Nel merito dell’organizzazione del percorso congressuale, precisa Letta: “Tutto può svolgersi a regole vigenti. E quindi può iniziare rapidamente”. Ma non sarebbe tutto così chiaro a sentire i dem. A sinistra, Andrea Orlando parla di fatto “positivo” essendo stato il primo a chiamare una ‘fase costituente’. Ma andrà capito come farla nel concreto. Non a caso il ministro del Lavoro rimarca: “Dobbiamo lavorare affinché sia promosso un processo dal basso in maniera partecipata, coinvolgendo nella discussione e nella definizione della proposta politica l’associazionismo, il volontariato, gli elettori e anche coloro che sono rimasti a casa pur volendo dare un contributo a cambiare le cose”.

Dalle parti di Base Riformista l’interrogativo riguarda in modo particolare i tempi. “Contenuti e leadership vanno di pari passo. È perciò importante che questo percorso articolato abbia un preciso cronoprogramma, con i tempi certi”, osserva il coordinatore dell’area Guerini, Alessandro Alfieri. Una ‘fretta’ legata anche al fatto che Base Riformista un candidato a cui guardare già ce l’ha: Stefano Bonaccini (che però difficilmente sarà in campo in assenza di un sostegno ampio). Di contro, la sinistra al momento non ha un nome altrettanto competitivo da contraporre al presidente della Emilia Romagna. La stessa Schlein non convince tutti a sinistra.

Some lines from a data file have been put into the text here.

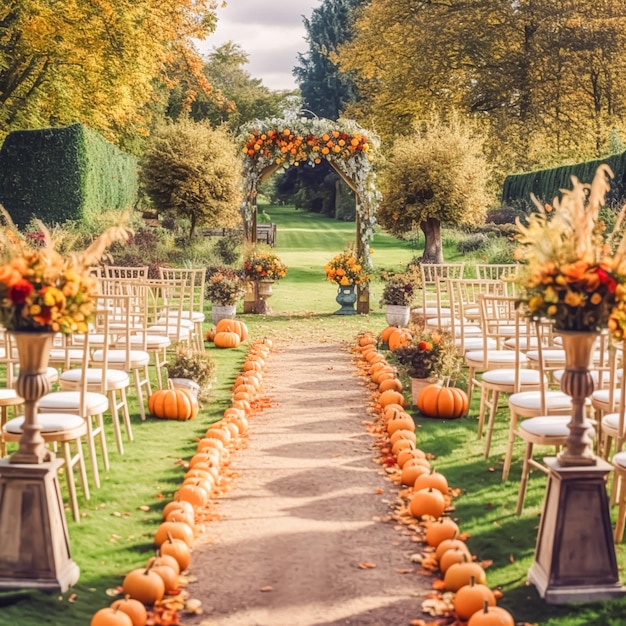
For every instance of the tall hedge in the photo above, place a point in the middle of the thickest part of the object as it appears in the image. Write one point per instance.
(545, 184)
(60, 174)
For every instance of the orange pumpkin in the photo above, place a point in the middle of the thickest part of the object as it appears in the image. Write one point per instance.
(134, 609)
(460, 574)
(111, 617)
(178, 404)
(144, 585)
(440, 531)
(427, 502)
(491, 616)
(471, 598)
(233, 326)
(400, 338)
(442, 402)
(226, 339)
(178, 549)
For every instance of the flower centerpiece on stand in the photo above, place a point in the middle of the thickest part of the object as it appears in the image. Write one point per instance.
(398, 295)
(225, 286)
(347, 271)
(262, 267)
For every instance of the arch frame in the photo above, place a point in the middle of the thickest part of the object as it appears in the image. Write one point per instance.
(279, 143)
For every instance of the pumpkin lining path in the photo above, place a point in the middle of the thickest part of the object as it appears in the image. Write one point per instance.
(302, 536)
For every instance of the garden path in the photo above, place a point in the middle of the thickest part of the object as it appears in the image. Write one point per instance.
(307, 510)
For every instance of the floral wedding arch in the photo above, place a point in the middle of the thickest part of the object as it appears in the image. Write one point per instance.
(276, 143)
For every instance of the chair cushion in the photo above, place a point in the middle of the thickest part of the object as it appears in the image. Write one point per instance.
(50, 423)
(548, 425)
(531, 400)
(506, 376)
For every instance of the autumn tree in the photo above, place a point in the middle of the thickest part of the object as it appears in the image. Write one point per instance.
(435, 176)
(97, 62)
(545, 78)
(192, 171)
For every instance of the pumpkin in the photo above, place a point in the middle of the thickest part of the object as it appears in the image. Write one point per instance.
(178, 530)
(178, 549)
(194, 493)
(178, 404)
(471, 598)
(111, 617)
(390, 383)
(410, 473)
(427, 502)
(400, 338)
(400, 421)
(442, 402)
(234, 326)
(134, 609)
(144, 585)
(491, 616)
(451, 544)
(164, 559)
(403, 434)
(460, 574)
(433, 479)
(226, 339)
(440, 531)
(177, 506)
(450, 557)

C’è poi chi critica la proposta Letta in quanto ‘gattopardesca’, nel senso di ‘tutto cambi perchè resti com’è’. Lo spiega in un lungo post su Fb, Monica Cirinnà (non rieletta ma membro della Direzione) annunciando che voterà contro la proposta di Letta: “Tu dici che saranno i cittadini a scegliere e poi aggiungi ‘a regole vigenti’. (…) le candidature alla segreteria nazionale devono essere sottoscritte dal 20% dei componenti dell’assemblea nazionale, oppure da iscritti al Pd (tra i 4 e i 5 mila) distribuiti su almeno 12 regioni con almeno 100 firme per regione. Ti chiedo: chi può fare questo? Solo candidati ben strutturati in una o più correnti, perché solo loro hanno tessere e iscritti. Esattamente il meccanismo e la logica da cui è necessario uscire”.

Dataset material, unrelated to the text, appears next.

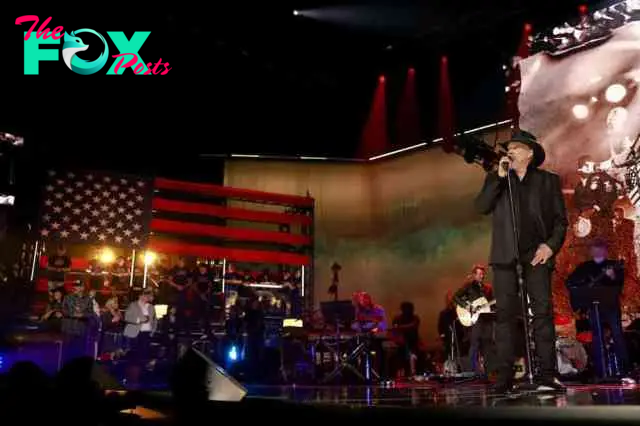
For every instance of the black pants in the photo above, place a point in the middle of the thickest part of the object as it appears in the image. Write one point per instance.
(482, 344)
(612, 318)
(508, 310)
(140, 348)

Le spinte ad aprire veramente tutto arrivano da più parti. Scrive al sardina Mattia Santori: “Per fortuna c’è ancora gente all’uscio” a cui va aperta la porta, “all’inizio sarà difficile” ma la casa diverrà “via via più bella, più accogliente”. E’ di oggi anche l’appello per il campo progressista sottoscritto da diverse personalità, da Rosy Bindi a Gad Lerner a Tomaso Montanari che dice all’Adnkronos: Letta? Bene “l’idea di non farsi sconti” e “finirla con candidature e proposte estemporanee”. A patto che sia un congresso “davvero aperto all’esterno”, perché “un conto è una costituente del campo progressista, un conto una ricostituente del Pd…”.